4. De beslissing op het beroep kan echter worden verwezen naar een ander orgaan waarbij bezwaar of beroep tegen het alsnog genomen besluit aanhangig is, dan wel kan of kon worden gemaakt of ingesteld.
[…]
Artikel 6:24
Deze afdeling is met uitzondering van artikel 6:12 van overeenkomstige toepassing indien hoger beroep, incidenteel hoger beroep, beroep in cassatie of incidenteel beroep in cassatie kan worden ingesteld.
Artikel 7:1
1. Degene aan wie het recht is toegekend beroep bij een bestuursrechter in te stellen, dient alvorens beroep in te stellen bezwaar te maken, tenzij:
[…]
f. het beroep zich richt tegen het niet tijdig nemen van een besluit,
[…]
Artikel 8:1
Een belanghebbende kan tegen een besluit beroep instellen bij de bestuursrechter.
Artikel 8:55d
1. Indien het beroep gegrond is en nog geen besluit is bekendgemaakt, bepaalt de bestuursrechter dat het bestuursorgaan binnen twee weken na de dag waarop de uitspraak wordt verzonden alsnog een besluit bekendmaakt.
2. De bestuursrechter verbindt aan zijn uitspraak een nadere dwangsom voor iedere dag dat het bestuursorgaan in gebreke blijft de uitspraak na te leven. […]
3. In bijzondere gevallen of indien de naleving van andere wettelijke voorschriften daartoe noopt, kan de bestuursrechter een andere termijn bepalen of een andere voorziening treffen.
Wet openbaarheid van bestuur
Artikel 2
1. Een bestuursorgaan verstrekt bij de uitvoering van zijn taak, onverminderd het elders bij wet bepaalde, informatie overeenkomstig deze wet en gaat daarbij uit van het algemeen belang van openbaarheid van informatie.
2. Het bestuursorgaan draagt er zo veel mogelijk zorg voor dat de informatie die het overeenkomstig deze wet verstrekt, actueel, nauwkeurig en vergelijkbaar is.
Artikel 3
1. Een ieder kan een verzoek om informatie neergelegd in documenten over een bestuurlijke aangelegenheid richten tot een bestuursorgaan of een onder verantwoordelijkheid van een bestuursorgaan werkzame instelling, dienst of bedrijf.
[…]
Artikel 6
1. Het bestuursorgaan beslist op het verzoek om informatie zo spoedig mogelijk, doch uiterlijk binnen vier weken gerekend vanaf de dag na die waarop het verzoek is ontvangen.
2. Het bestuursorgaan kan de beslissing voor ten hoogste vier weken verdagen.
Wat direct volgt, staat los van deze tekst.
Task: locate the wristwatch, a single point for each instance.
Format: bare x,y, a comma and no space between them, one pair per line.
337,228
Van de verdaging wordt voor de afloop van de eerste termijn schriftelijk gemotiveerd mededeling gedaan aan de verzoeker.
[…]
5. Indien het bestuursorgaan heeft besloten informatie te verstrekken, wordt de informatie verstrekt tegelijk met de bekendmaking van het besluit, tenzij naar verwachting een belanghebbende bezwaar daar tegen heeft, in welk geval de informatie niet eerder wordt verstrekt dan twee weken nadat de beslissing is bekendgemaakt.
[…]
Artikel 8
1. Het bestuursorgaan dat het rechtstreeks aangaat, verschaft uit eigen beweging informatie over het beleid, de voorbereiding en de uitvoering daaronder begrepen, zodra dat in het belang is van een goede en democratische bestuursvoering.
2. Het bestuursorgaan draagt er zorg voor dat de informatie wordt verschaft in begrijpelijke vorm, op zodanige wijze, dat belanghebbende en belangstellende burgers zoveel mogelijk worden bereikt en op zodanige tijdstippen, dat deze hun inzichten tijdig ter kennis van het bestuursorgaan kunnen brengen.
Artikel 15b
1. In geval van een gegrond beroep tegen het niet tijdig nemen van een besluit op grond van deze wet of een beslissing op bezwaar tegen een dergelijk besluit waarbij nog geen besluit is bekendgemaakt, bepaalt de bestuursrechter, indien de omvang van het verzoek hiertoe aanleiding geeft, in afwijking van artikel 8:55d, eerste lid, van de Algemene wet bestuursrecht de termijn waarbinnen het bestuursorgaan alsnog een besluit bekendmaakt.